The PSC keeps an open mind when selecting who to offer scholarships. “We don’t have a quota system, we don’t look at which school is he from, which primary school, what were his PSLE results… These don’t matter. What matters is your sense of the person’s ability, whether or not he will make a good civil servant.”
I ask if he can tell within seconds what a person is going to be like. No, not seconds. “But the really good ones, the ones whom we are quite sure will do well, they stand out because the smarter you are, the tougher we will be.”
Students who leave the interview thinking it was a breeze often aren’t the ones who get the scholarships. “It’s the people who sweat. The best ones get asked very difficult questions.”
He has spoken before on how he places store on integrity. Can you spot integrity? “You can spot when somebody lacks something.”
At interviews, there are students who wait to sense what they think the panel wants to hear . They don’t pass muster. “Somebody who’s brave enough to challenge, brave enough to question, brave enough to come up with something new which may or may not coincide with prevailing policy – that is somebody we think has integrity.”

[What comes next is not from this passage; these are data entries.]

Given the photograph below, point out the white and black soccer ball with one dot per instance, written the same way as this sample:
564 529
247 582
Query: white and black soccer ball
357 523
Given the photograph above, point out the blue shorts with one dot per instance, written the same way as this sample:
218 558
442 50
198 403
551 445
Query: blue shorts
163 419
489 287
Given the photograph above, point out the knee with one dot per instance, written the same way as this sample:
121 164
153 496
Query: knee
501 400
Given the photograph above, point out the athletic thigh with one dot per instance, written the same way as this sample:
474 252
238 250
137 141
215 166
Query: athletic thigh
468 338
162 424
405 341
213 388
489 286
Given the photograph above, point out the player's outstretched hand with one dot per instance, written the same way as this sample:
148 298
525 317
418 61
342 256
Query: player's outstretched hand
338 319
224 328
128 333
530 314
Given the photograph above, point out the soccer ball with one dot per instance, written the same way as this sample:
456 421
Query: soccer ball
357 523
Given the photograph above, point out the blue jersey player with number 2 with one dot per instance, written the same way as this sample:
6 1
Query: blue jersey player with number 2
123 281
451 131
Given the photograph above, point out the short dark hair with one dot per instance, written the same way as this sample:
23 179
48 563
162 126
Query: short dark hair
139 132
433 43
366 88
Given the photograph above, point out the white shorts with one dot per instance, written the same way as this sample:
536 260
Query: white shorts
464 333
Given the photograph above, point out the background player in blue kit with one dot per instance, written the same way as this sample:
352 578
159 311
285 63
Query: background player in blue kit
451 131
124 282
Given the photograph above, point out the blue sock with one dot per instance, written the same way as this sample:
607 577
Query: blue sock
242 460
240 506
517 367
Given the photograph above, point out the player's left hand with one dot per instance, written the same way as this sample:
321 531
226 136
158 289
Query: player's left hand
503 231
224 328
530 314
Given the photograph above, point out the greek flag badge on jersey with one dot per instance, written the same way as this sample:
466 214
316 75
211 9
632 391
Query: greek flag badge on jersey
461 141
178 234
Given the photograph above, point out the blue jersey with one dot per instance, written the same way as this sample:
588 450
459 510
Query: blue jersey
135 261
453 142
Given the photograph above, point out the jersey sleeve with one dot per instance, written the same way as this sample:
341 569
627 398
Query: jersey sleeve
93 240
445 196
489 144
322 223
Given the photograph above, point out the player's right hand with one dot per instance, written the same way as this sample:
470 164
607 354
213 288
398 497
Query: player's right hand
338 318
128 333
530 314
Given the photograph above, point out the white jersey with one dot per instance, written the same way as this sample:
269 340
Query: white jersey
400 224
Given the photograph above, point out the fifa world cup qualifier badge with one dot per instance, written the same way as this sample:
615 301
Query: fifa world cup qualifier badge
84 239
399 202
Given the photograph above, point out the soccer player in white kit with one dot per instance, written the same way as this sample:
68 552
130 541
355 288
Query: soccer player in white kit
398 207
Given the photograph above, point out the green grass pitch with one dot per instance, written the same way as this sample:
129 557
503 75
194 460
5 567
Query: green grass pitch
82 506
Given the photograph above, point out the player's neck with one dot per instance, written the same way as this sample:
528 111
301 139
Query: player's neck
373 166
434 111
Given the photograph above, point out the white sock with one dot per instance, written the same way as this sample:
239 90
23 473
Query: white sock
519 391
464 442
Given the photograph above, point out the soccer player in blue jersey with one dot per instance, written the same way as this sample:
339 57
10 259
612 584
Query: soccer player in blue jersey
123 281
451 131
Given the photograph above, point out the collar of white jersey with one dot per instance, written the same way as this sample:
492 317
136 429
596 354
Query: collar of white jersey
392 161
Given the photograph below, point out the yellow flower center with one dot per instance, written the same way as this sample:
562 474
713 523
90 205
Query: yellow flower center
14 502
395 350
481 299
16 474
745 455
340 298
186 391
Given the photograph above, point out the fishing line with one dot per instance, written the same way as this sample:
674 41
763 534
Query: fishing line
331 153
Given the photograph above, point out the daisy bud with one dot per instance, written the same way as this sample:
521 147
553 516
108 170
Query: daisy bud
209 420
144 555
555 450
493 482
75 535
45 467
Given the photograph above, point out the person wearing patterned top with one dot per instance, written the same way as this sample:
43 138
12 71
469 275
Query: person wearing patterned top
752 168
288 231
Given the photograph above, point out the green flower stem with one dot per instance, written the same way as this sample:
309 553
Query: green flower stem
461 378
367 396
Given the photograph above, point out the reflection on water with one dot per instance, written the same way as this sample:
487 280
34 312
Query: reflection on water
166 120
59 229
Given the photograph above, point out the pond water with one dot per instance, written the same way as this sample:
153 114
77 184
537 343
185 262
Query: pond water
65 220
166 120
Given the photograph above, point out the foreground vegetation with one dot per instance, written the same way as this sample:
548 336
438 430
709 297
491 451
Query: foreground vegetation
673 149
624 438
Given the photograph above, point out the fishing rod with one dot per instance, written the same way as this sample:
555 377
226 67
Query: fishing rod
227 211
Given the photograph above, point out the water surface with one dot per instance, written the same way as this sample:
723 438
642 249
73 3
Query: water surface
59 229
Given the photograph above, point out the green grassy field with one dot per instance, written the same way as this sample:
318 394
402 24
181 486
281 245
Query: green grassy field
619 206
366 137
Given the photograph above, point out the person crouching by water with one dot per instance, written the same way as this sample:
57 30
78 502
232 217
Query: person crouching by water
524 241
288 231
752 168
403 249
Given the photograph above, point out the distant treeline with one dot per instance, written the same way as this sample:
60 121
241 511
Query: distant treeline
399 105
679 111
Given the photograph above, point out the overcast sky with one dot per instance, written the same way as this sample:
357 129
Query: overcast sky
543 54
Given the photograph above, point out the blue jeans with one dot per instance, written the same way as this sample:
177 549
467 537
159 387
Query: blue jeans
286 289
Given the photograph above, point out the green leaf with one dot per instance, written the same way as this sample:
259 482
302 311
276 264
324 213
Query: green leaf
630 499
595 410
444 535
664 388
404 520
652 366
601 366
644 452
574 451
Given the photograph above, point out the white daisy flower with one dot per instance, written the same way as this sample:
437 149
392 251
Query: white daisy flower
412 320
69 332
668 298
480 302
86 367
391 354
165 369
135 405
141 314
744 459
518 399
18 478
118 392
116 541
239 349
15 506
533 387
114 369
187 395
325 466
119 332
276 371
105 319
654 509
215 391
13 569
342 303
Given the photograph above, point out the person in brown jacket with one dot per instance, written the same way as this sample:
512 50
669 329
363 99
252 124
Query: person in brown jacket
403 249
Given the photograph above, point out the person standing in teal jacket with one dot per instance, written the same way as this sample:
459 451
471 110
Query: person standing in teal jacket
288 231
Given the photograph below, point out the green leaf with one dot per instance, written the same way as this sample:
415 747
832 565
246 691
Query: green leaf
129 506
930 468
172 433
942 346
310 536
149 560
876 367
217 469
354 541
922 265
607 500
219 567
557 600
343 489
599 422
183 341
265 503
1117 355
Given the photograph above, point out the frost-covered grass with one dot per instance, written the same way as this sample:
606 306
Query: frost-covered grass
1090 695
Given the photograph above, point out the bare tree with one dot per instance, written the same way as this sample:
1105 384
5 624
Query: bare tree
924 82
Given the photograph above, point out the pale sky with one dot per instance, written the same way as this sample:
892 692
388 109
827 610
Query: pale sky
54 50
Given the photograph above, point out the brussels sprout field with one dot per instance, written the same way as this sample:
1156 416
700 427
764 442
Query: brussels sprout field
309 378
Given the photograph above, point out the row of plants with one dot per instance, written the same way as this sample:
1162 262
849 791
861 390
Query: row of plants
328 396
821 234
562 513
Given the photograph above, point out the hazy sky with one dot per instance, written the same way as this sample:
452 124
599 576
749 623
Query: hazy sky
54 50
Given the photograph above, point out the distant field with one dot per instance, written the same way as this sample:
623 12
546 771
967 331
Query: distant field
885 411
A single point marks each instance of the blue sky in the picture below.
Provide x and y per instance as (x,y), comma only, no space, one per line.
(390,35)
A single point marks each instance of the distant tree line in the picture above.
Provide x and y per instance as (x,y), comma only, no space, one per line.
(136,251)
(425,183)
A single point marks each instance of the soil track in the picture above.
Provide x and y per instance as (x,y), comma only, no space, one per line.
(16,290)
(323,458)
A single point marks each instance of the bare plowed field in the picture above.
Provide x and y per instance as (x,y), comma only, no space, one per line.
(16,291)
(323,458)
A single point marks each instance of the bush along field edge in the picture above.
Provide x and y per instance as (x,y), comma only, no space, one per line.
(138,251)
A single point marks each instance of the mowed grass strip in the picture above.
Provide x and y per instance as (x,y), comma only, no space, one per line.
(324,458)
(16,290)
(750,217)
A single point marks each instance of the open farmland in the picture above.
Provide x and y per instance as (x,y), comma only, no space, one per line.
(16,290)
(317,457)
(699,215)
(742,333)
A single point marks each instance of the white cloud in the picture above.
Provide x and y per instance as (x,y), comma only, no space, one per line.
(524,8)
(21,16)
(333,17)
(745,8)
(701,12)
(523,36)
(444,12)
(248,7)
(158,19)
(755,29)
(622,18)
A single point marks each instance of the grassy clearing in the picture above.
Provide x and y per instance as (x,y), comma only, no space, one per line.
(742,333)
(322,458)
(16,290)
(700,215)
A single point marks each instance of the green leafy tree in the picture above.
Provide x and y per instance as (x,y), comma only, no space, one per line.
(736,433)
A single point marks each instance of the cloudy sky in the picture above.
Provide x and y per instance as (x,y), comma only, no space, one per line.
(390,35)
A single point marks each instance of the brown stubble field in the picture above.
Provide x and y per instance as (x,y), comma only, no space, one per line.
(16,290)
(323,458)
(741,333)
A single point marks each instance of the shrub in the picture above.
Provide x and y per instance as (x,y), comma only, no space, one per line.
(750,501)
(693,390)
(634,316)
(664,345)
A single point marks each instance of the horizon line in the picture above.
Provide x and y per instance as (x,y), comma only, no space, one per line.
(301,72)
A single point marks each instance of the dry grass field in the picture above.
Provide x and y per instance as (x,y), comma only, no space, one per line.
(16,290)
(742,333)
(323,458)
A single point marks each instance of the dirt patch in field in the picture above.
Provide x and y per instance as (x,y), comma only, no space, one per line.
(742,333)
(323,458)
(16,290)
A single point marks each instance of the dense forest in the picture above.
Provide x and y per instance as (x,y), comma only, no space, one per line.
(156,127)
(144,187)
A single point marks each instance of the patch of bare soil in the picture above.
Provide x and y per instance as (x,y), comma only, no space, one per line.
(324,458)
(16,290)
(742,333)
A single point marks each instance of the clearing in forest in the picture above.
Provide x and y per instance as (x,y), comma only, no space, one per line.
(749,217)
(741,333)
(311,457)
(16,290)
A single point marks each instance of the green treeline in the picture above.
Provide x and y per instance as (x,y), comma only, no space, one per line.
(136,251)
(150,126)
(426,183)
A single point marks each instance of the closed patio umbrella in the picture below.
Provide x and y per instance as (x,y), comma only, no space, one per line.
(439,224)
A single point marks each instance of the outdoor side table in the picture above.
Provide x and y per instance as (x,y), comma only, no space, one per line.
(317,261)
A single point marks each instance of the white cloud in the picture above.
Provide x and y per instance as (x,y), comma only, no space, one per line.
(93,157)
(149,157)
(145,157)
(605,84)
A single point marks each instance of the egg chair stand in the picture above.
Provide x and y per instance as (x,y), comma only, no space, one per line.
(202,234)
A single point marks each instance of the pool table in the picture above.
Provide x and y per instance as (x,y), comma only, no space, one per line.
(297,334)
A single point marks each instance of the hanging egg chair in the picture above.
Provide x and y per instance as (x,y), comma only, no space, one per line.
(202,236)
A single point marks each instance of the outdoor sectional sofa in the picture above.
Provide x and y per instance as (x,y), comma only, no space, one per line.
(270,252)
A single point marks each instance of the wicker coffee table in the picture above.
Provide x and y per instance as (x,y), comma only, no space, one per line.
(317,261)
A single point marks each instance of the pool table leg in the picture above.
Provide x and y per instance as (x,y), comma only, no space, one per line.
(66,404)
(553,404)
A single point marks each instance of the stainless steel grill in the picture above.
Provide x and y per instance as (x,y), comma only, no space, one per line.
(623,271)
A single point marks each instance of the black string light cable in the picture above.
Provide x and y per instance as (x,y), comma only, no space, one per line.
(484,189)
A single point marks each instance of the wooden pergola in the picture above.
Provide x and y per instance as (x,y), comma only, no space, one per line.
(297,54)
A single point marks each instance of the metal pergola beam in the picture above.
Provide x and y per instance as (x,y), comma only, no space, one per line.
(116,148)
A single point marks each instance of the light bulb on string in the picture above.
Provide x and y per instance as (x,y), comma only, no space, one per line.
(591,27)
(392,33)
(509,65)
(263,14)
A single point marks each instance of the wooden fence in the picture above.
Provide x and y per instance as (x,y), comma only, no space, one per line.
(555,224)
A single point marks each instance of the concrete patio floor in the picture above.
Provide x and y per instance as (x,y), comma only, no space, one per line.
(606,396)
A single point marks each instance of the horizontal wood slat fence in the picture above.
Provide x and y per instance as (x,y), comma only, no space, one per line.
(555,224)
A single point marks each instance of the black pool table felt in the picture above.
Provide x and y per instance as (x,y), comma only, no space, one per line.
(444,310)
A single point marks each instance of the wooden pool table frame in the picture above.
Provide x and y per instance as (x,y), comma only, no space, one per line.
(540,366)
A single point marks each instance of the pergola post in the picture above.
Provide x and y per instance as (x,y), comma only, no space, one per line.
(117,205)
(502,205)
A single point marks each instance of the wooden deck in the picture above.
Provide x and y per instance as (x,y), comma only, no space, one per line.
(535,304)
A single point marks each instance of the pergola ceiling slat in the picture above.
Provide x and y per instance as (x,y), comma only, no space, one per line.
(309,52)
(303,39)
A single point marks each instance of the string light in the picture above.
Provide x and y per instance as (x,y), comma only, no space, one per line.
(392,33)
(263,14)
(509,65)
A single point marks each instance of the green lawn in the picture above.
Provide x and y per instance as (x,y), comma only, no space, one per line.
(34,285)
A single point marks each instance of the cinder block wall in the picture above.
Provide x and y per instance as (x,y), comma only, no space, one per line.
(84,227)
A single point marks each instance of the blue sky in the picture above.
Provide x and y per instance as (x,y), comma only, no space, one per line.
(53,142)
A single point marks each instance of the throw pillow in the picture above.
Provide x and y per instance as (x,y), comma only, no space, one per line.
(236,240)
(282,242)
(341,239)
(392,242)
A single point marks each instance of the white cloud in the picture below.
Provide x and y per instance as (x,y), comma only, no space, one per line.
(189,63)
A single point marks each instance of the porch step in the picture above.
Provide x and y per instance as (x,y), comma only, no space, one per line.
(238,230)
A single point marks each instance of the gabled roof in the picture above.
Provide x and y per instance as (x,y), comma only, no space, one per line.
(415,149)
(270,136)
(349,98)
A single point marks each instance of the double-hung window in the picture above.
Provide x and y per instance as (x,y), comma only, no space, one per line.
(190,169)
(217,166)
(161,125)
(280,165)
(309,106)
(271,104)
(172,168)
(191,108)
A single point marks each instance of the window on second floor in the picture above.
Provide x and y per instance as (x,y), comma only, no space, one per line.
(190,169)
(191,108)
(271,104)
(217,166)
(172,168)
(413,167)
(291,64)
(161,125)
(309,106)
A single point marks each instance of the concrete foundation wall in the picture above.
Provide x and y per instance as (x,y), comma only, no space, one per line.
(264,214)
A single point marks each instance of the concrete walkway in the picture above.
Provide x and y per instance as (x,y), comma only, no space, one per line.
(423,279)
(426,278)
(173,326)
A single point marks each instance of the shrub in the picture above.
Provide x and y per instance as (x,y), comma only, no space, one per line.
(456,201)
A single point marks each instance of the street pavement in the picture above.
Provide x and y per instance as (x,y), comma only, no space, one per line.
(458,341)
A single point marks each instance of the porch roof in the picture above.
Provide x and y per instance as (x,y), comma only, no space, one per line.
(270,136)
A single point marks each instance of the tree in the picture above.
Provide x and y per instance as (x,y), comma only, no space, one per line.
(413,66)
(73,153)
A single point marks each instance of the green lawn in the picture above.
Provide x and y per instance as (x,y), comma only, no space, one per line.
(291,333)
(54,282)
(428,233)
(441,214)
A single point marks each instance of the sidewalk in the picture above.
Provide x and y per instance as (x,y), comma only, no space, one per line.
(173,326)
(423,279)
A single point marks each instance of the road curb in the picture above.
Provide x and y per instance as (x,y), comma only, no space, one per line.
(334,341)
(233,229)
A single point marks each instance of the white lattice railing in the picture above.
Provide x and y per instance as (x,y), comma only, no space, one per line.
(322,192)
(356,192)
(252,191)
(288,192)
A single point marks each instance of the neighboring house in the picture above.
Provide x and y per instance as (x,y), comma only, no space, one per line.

He recounts how a student brought along a testimonial from a minister. The panel was not impressed. “We are impartial, without fear or favour, and we don’t look at whether your background is linked to so and so and you’re so and so’s nephew or whatever. It doesn’t matter to us.”
His role as PSC chairman has meant he headed the 2011 and 2017 Presidential Elections Committee (PEC), which decides who is eligible to stand for the elections.
The 2017 election was reserved for Malay candidates and the PEC declared that only former Speaker of Parliament Halimah Yacob was qualified to contest. This decision disappointed those who wanted to vote in an election. They also pointed out how, in the 2011 race, the PEC had ruled four people eligible even though two of them did not strictly meet the criteria.
To this, Mr Teo says the PEC has to operate under the Constitution. “What the Constitution lays down, we have to make sure that our decision gels with it.”
In 2011, the Constitution was such that the PEC couldn’t disallow people from standing because some rules were ambiguous. But constitutional changes passed last year meant that the room for discretion became smaller. “You can’t go against the Constitution.” The six-member PEC’s decision to allow only Madam Halimah was unanimous.
On whether he expected the backlash that she got, he says: “I think we knew it was not going to be a popular decision but we had to do it. But it’s for her to prove herself and to gain the respect and trust of the people, and I think she’s doing a very good job and she’s working very hard.”
Outside of work, he has circles of friends. He is known to be a foodie and likes to try local food when he travels with his wife. They have two unmarried sons in their 40s. Paul, the older son, used to be a civil servant but now has his own investments. John is the general manager of the Peranakan Museum.
His illustrious career sounds ripe material for a book but he has no intention of writing one even if some of his peers have done so.
“The interesting things that I can write about, I cannot write; the things that I can write about are not interesting enough, so what’s the point?” he chuckles. “Nobody will read my book if I write it in that way.”
But they will, because even based on what he can say, his life has been anything but that of a boring bureaucrat.